Boston

Red Sox Stuck Between Building a Winner and Fiscal Responsibility

The Boston Red Sox are once again at a crossroads when it comes to their organizational philosophy, which is something fans have heard before. The Sox are seemingly stuck between being the free spending free agency big players of yesteryear and the fiscally responsible, efficient, consistent machine they want to become.

The only problem with trying to find and capitalize on every market inefficiency is the boom or bust nature of doing so. Moneyball was the monster hit it was and something that made the sport cool to a generation of baseball “outsiders” because it took something nobody was investing in and spun it into a game in of itself; an entire team building philosophy for organizations. Except, the Red Sox knew that you couldn’t rely on the idea Moneyball alone or else they’d end up like the Oakland A’s; consistently pretty good but not enough star power to push a team over the finish line. So the Sox supplemented OBP diamonds in the rough like Kevin Youkilis and homegrown studs like Dustin Pedroia with highly paid superstars like Ortiz, Schilling, Damon, Foulke, Beckett and on and on.

Now this isn’t to say the team needs to abandon any notion of being creative while opting instead to sign every top tier free agent and trade away every Baseball America darling to essentially buy a World Series. Nor does the team need to go the complete opposite way and try to compete with a model that the Tampa Bay Rays have tried (and failed) to win with for decades.

But there has to be a balance.

The Sox have had Ben Cherington, Dave Dombrowski, and Chaim Bloom all in charge of building this team at various points over the past eight years. Three GMs/Head of Baseball Ops/Chief Baseball Officer or whatever you want to call it these days in eight years is going to make it difficult to find a consistent organizational philosophy and stick to it. Dombrowski and Bloom in particular could not be more antithetical from each other in terms of philosophy.

This goes all the way back to 2014 when the Sox opted to trade Jon Lester to the A’s when they realized they weren’t going to be able to resign him after failed negotiations. Lester then signed with the Cubs in December of 2014 for more than double what the Sox had initially offered him.

The Red Sox had seemingly adopted an organizational philosophy that they don’t sign players on the wrong side of 30 to mega contracts because the value just isn’t there. Not something I agreed with, but sure at least there’s a plan in place. (This is a notion that John Henry has bristled at as an overreaction from fans to comments he made in a 2014 Bloomberg Business article.)

In 2015, the Sox finished in last place, 15 games out of first with only one starter on the staff making 30+ starts and that was Wade Miley.
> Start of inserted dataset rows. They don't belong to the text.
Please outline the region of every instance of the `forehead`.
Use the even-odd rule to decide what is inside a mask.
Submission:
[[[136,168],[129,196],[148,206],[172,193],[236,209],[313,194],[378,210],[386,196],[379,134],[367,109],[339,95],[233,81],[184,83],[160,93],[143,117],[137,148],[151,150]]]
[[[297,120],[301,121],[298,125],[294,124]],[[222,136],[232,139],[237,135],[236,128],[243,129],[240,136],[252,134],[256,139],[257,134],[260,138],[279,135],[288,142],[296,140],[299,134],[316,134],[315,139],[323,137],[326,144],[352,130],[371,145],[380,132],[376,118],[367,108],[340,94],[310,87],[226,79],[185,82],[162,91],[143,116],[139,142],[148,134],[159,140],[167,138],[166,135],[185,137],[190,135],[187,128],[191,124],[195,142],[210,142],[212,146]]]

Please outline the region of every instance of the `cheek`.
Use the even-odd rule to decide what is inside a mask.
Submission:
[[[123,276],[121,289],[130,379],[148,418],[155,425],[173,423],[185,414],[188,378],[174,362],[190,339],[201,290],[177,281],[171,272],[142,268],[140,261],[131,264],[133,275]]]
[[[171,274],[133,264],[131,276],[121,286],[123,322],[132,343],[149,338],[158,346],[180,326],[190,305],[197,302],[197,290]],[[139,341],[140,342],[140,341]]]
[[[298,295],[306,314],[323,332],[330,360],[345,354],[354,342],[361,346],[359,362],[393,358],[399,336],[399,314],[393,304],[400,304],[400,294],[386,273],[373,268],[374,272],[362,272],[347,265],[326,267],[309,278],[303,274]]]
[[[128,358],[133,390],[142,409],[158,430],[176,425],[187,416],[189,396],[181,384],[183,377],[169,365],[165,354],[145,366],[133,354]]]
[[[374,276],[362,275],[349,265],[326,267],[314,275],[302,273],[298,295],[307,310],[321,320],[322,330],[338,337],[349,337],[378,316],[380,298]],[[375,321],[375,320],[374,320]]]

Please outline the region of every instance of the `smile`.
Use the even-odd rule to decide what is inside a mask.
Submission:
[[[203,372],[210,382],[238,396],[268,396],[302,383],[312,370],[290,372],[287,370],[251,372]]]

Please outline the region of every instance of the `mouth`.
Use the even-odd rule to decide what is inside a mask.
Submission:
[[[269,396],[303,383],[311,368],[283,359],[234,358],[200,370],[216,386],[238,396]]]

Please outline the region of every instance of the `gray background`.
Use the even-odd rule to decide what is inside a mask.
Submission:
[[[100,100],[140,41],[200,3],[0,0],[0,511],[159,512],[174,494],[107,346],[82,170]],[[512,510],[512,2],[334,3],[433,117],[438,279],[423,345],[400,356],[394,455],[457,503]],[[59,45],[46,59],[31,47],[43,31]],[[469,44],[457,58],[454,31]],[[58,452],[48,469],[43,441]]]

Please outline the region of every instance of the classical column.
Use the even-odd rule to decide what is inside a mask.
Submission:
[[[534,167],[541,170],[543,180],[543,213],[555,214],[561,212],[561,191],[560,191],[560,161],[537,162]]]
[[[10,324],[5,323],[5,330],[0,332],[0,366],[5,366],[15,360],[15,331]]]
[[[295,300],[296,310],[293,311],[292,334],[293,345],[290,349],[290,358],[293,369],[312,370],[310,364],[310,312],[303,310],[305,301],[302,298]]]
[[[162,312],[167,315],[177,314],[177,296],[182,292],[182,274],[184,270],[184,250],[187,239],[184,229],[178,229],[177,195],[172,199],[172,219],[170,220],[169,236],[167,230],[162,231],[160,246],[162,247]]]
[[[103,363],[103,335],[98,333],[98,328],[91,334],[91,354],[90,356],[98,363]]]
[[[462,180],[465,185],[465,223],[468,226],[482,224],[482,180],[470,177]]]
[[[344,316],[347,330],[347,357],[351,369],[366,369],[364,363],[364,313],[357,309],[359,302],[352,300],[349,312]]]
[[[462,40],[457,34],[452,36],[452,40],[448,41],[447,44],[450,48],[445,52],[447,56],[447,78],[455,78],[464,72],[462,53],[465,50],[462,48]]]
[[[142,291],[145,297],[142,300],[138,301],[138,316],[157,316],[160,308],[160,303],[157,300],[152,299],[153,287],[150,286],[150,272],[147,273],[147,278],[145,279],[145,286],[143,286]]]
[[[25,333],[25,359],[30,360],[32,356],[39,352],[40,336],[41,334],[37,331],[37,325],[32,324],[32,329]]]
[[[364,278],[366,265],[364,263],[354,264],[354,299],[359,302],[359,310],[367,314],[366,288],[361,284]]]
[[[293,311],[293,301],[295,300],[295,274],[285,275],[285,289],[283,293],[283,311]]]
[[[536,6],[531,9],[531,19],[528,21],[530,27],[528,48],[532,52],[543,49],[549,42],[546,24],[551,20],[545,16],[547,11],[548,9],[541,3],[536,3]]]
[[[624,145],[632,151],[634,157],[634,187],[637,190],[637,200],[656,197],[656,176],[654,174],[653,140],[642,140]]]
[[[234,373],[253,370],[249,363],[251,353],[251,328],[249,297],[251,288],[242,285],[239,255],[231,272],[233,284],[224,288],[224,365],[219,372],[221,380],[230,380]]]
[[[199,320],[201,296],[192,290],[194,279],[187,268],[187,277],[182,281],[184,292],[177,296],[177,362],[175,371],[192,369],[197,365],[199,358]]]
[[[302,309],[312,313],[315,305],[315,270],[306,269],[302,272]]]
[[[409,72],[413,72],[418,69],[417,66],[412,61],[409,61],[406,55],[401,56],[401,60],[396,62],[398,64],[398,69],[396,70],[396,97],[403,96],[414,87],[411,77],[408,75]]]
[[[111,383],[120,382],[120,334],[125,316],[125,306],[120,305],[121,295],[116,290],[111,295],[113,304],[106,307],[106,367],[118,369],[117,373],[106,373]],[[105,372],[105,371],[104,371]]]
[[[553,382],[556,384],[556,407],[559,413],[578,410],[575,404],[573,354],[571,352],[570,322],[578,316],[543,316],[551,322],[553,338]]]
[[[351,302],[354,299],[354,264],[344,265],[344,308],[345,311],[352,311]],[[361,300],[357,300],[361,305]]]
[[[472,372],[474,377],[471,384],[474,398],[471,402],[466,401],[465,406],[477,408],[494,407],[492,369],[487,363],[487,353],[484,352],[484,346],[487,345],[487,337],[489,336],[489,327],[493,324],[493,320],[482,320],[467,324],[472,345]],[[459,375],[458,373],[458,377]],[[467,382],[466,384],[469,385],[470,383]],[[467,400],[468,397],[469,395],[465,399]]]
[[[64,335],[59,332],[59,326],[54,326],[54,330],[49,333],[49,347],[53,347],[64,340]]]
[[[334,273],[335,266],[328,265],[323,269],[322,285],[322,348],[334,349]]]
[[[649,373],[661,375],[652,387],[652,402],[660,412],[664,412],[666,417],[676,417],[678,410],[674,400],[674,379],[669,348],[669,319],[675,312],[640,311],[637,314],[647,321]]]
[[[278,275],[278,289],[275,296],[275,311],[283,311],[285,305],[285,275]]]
Just one year after Lester joined the Cubs, the Red Sox reversed course and signed 30-year-old David Price to a 7-year $217 million contract, which at the time was the highest average annual salary for a pitcher ever.

Now obviously the Price contract had its ups and downs as did the 4-year $67.5 deal for Nathan Eovaldi, as has the 5-year $145 extension for Chris Sale. There are pros and cons to building entirely through the farm system and market inefficiencies just like there are pros and cons (albeit more costly cons) of prioritizing top tier free agents.

With Xander Bogaerts skipping town for warmer weather and an astronomical $280 million payday in San Diego, the attention now turns to the impending free agency of another homegrown star in Rafael Devers. As Bloom was recently quoted on Rob Bradford’s podcast, the Sox are willing to resign Devers “if there’s something within reason, or even a little outside of reason.” As history has shown, reasonable may not be enough to get it done with a player of Devers’ caliber. After seeing what Bogaerts got paid, the Sox may have already soured on the idea of spending the dollars that a Devers deal will command, but the market is the market.

As Bill Belichick once famously said, “It’s just our job to do business as business is being done.”

It’s time for the Red Sox to truly decide what they want to be. Pleasing everybody simply isn’t possible, but frequently altering course every few years is a sure-fire way to anger everyone. So whichever direction it decides to go, the team needs to swallow hard and rip the band-aid off, commit to a course of action, burn the boats. Pick whichever figure of speech you prefer.

Whether we’re watching Rafael Devers playing in Petco Park or Fenway Park in 2024 will be the clear anemometer for the Boston Red Sox.